Singin’ in the Rain (1952)
If there is a more purely joyful film in existence, it has not yet been identified. The story of a Hollywood studio navigating the transition from silent films to sound is a vehicle for some of the greatest musical sequences ever made, including Gene Kelly’s iconic sequence in the titular rainstorm. It is the kind of film that makes you want to stand up and do something with your hands.
About Time (2013)
Richard Curtis’s time-travel romantic drama is a better film than its premise suggests. Tim discovers he can travel back in time within his own life and spends the film learning, gradually and with considerable charm, that the ability to relive moments is less valuable than the ability to properly inhabit them the first time around.
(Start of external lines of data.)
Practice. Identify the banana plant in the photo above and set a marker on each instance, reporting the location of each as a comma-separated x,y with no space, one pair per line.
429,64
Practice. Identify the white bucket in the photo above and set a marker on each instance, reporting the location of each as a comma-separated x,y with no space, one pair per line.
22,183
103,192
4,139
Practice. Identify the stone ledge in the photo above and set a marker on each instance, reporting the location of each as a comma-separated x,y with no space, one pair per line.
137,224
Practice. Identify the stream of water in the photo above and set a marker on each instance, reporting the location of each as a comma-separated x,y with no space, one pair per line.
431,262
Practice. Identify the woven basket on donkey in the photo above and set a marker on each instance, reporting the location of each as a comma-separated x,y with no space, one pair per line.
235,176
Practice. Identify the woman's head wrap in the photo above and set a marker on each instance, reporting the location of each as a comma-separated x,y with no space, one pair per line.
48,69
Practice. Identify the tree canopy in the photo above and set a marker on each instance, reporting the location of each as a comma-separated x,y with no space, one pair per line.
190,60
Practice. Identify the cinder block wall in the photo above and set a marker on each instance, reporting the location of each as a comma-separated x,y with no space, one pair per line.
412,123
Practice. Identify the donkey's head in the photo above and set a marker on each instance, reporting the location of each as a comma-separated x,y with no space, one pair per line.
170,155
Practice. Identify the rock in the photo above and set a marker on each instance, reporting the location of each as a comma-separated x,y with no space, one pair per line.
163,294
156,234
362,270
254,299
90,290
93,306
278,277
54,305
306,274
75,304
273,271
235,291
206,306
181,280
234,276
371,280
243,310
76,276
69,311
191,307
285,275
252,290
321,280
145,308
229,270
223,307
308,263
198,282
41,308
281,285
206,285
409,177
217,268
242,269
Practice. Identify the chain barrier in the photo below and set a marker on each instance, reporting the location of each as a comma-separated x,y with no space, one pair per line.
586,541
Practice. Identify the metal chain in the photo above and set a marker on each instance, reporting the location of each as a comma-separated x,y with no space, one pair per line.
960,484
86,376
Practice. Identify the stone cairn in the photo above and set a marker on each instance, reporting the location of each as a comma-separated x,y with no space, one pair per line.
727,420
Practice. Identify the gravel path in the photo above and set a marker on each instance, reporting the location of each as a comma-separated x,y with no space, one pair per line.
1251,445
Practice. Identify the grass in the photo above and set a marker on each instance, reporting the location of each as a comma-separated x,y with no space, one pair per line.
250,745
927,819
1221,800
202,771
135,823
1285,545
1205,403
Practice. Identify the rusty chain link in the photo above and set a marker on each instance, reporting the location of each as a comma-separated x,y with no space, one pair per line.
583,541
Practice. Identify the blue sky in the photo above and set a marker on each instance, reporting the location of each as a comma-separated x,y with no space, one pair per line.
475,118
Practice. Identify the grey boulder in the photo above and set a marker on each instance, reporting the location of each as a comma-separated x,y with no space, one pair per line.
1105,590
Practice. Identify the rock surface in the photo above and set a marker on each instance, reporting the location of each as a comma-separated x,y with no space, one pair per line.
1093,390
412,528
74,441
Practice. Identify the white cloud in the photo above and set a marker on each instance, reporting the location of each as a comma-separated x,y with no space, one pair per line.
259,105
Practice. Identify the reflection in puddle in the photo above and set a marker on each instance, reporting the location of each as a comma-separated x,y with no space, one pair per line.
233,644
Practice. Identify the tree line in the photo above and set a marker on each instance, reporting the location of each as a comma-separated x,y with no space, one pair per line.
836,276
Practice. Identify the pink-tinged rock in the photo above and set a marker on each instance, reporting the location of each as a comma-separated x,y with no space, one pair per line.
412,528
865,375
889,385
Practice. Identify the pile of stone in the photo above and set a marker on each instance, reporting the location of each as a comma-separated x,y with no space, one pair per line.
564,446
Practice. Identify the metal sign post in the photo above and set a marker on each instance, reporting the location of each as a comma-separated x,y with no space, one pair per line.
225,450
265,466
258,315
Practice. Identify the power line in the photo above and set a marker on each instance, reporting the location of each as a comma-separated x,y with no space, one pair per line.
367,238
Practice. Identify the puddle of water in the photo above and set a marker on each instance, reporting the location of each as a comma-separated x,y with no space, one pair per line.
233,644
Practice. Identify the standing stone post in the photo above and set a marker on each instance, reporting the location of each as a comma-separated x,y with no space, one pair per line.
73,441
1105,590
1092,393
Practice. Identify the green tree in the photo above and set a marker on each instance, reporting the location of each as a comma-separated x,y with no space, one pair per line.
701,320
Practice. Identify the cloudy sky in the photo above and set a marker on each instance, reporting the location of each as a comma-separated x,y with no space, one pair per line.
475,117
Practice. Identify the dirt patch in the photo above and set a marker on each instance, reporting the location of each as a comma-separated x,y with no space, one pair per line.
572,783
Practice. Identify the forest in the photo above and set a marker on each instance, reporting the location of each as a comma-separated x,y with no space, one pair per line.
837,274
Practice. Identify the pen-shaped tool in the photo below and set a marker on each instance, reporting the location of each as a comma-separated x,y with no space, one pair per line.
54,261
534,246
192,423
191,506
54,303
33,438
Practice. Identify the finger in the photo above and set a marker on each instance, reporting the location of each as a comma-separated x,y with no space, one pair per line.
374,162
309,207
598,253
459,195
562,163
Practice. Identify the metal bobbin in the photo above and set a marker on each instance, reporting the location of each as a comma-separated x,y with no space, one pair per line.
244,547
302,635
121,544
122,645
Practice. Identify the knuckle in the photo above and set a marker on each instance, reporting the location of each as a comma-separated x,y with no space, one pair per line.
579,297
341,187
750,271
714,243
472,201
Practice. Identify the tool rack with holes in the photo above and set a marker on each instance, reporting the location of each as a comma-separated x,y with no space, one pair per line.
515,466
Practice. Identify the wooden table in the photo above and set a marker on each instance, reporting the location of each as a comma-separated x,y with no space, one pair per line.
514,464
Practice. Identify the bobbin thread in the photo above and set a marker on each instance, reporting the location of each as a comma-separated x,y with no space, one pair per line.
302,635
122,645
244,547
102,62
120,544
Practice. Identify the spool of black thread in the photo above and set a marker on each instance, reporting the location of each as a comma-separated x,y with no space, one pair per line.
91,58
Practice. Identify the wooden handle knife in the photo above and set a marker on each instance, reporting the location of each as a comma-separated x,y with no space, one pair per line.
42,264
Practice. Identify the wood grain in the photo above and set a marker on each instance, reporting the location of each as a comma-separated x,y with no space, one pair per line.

The relationship between Tim and his father handles loss and love with a lightness that makes it all the more affecting. Few movies have a more genuinely useful central message.
Amélie (2001)
Jean-Pierre Jeunet’s portrait of a shy Parisian woman who decides to improve the lives of people around her anonymously is as visually inventive now as it was on release. The film’s colour palette is one of the most distinctive in cinema history, and its view of Paris as a city full of quietly extraordinary people living quietly extraordinary inner lives is irresistible. It makes you look at the people around you slightly differently when you step outside afterwards.
The Full Monty (1997)
Six unemployed steelworkers in Sheffield decide to perform a full strip show to earn money. What sounds like a one-note comedy premise is in practice a warm, sharp and genuinely moving film about dignity, friendship and what people do not say to each other when everything is going wrong. The humour is properly funny rather than merely pleasant, and the ending is one of the most uplifting in British cinema. It has not dated at all.
The comfort rewatch
The movies you return to in a difficult moment do not have to be newly discovered. There is a specific pleasure in a film you already love, where you know the good parts are coming and can prepare to enjoy them. Films that function as reliable comfort watches, including Pride and Prejudice (2005), Julie and Julia (2009), and Legally Blonde (2001), are worth keeping in a mental list for the moments when you want to feel better without having to invest in something unfamiliar. Their familiarity is a feature, not a limitation.